Le volet partenaires révèle une réalité préoccupante pour les organisations disposant de réseaux étendus de revendeurs, de fournisseurs et de prestataires. Seulement 22 % des utilisateurs partenaires reçoivent leurs accès immédiatement au démarrage d'une collaboration, et seulement 30 % obtiennent d'emblée l'ensemble des permissions nécessaires. Ces défaillances d'approvisionnement initial se prolongent tout au long de la relation, puisque 19 % seulement des utilisateurs partenaires voient leurs droits mis à jour immédiatement lorsque leurs responsabilités évoluent.
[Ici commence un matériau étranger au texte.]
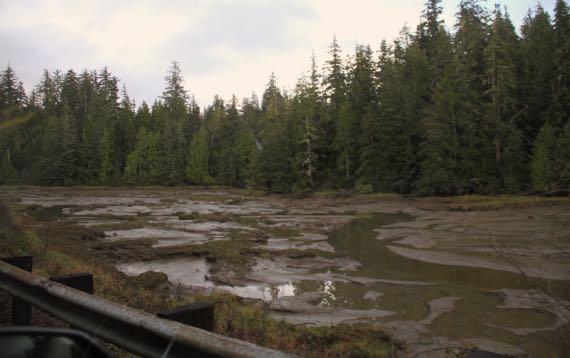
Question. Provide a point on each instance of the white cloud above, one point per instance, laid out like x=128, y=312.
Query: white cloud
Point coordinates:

La conséquence est mécanique. Lorsque les voies officielles sont trop lentes, les utilisateurs contournent les contrôles. Pas moins de 66 % des utilisateurs partenaires déclarent avoir partagé ou emprunté des identifiants au cours des douze derniers mois, et parmi eux, 53 % citent explicitement la lenteur des processus d'accès comme cause principale. Les responsables IT et sécurité attribuent ce comportement à la commodité, 39 % l'expliquant par une préférence organisationnelle pour un identifiant commun, plutôt qu'à la friction opérationnelle. Cet écart de perception avec leurs propres utilisateurs est significatif.

Ces contournements constituent ce que le rapport nomme une dette de sécurité silencieuse, des pratiques qui s'installent en l'absence de contrôle formel fonctionnel, augmentent l'exposition aux compromissions d'identité, et se révèlent difficiles à quantifier jusqu'à l'incident. Pas moins de 52 % des utilisateurs partenaires estiment que quelqu'un a pu accéder à un système externe en se faisant passer pour eux au cours des douze derniers mois, et 69 % des responsables IT et sécurité déclarent avoir détecté des comptes consommateurs frauduleux créés via des identités synthétiques sur la même période.

L'IA va trop vite, la confiance ne suit pas

Parmi les responsables IT et sécurité, 93 % déclarent utiliser, déployer ou planifier l'usage de l'IA générative, et 92 % font de même pour l'IA agentique. En face, seulement 23 % des consommateurs déclarent faire confiance à une organisation qui utilise l'IA pour traiter leurs données. L'IA réduit davantage la confiance des consommateurs (38 %) qu'elle ne l'accroît (25 %), et 77 % expriment des inquiétudes vis-à-vis d'assistants IA agissant en leur nom en ligne. Le même déploiement peut être perçu comme protecteur ou intrusif selon que ses objectifs et ses limites sont explicités ou non.

Le profil des utilisateurs partenaires est radicalement différent. Parmi eux, 81 % feraient davantage confiance à une organisation utilisant l'IA pour renforcer la sécurité, et 70 % y voient un vecteur d'amélioration des processus d'accès. L'IA appliquée à des résultats opérationnels concrets, réduction des délais d'accès, détection d'anomalies et fluidification de l'authentification, recueille une adhésion forte. La variable n'est pas la technologie elle-même : c'est la transparence sur ce qu'elle fait et pourquoi elle est là.

La gouvernance des identités et des accès conditionne directement la performance commerciale à la couche consommateur, la continuité opérationnelle à la couche partenaire, et la trajectoire de confiance dans les déploiements d'IA. Les organisations qui traitent la couche d'accès comme un investissement stratégique réduisent simultanément leur exposition aux risques d'identité, leur taux d'abandon, et le volume de contournements qui alimentent la dette de sécurité silencieuse.